Ingevolge artikel 18, eerste lid, wordt het niet naleven van artikel 2, eerste lid, als beboetbaar feit aangemerkt.

Ingevolge artikel 19a, eerste lid, legt een daartoe door de minister aangewezen, onder hem ressorterende ambtenaar namens hem de boete op aan degene op wie de verplichtingen rusten welke voortvloeien uit de Wav, voor zover het niet naleven daarvan is aangeduid als een beboetbaar feit.

Ingevolge het tweede lid gelden de terzake van de Wav gestelde overtredingen ten opzichte van elk persoon met of ten aanzien van wie een overtreding is begaan.

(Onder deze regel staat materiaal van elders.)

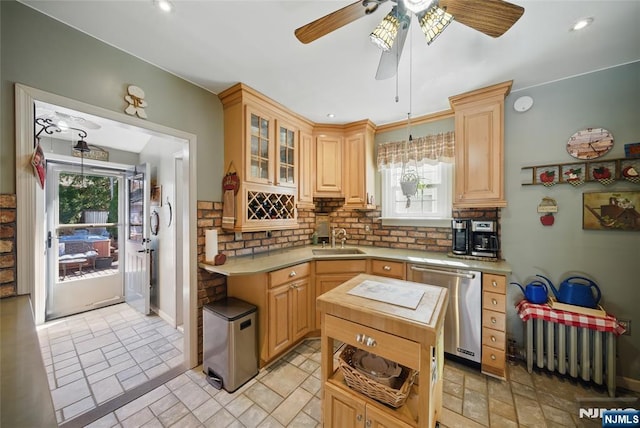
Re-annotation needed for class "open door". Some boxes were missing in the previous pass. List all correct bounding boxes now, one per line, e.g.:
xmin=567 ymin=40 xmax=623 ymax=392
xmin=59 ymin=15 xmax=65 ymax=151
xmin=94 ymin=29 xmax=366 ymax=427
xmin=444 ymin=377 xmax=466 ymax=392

Ingevolge artikel 19d, eerste lid, aanhef en onder b, is de hoogte van de boete die voor een beboetbaar feit kan worden opgelegd, indien begaan door een rechtspersoon, gelijk aan de geldsom van ten hoogste € 45.000,00.

Ingevolge het derde lid stelt de minister beleidsregels vast waarin de boetebedragen voor de beboetbare feiten worden vastgesteld.

Ingevolge artikel 1e, eerste lid, van het Besluit uitvoering Wav, (hierna: het Besluit) is het verbod, bedoeld in artikel 2, eerste lid, van de Wav, niet van toepassing met betrekking tot een vreemdeling die in het kader van grensoverschrijdende dienstverlening tijdelijk in Nederland arbeid verricht in dienst van een werkgever die buiten Nederland is gevestigd in een andere lidstaat van de Europese Unie, mits

a. de vreemdeling gerechtigd is als werknemer van deze werkgever de arbeid te verrichten in het land alwaar de werkgever gevestigd is,

b. de werkgever de arbeid in Nederland voor de aanvang daarvan schriftelijk aan de Centrale organisatie voor werk en inkomen heeft gemeld, onder overlegging van een verklaring en bewijsstukken als bedoeld in het tweede lid, en

c. er geen sprake is van dienstverlening die bestaat uit het ter beschikking stellen van arbeidskrachten.

Volgens artikel 1 van de Beleidsregels boeteoplegging Wav 2008 (hierna: de Beleidsregels 2008) worden bij de berekening van een boete, als bedoeld in artikel 19a, eerste lid, van de Wav, voor alle beboetbare feiten als uitgangspunt gehanteerd de normbedragen die zijn neergelegd in de ‘Tarieflijst boetenormbedragen bestuurlijke boete Wav’ (hierna: de Tarieflijst), die als bijlage bij de Beleidsregels 2008 is gevoegd.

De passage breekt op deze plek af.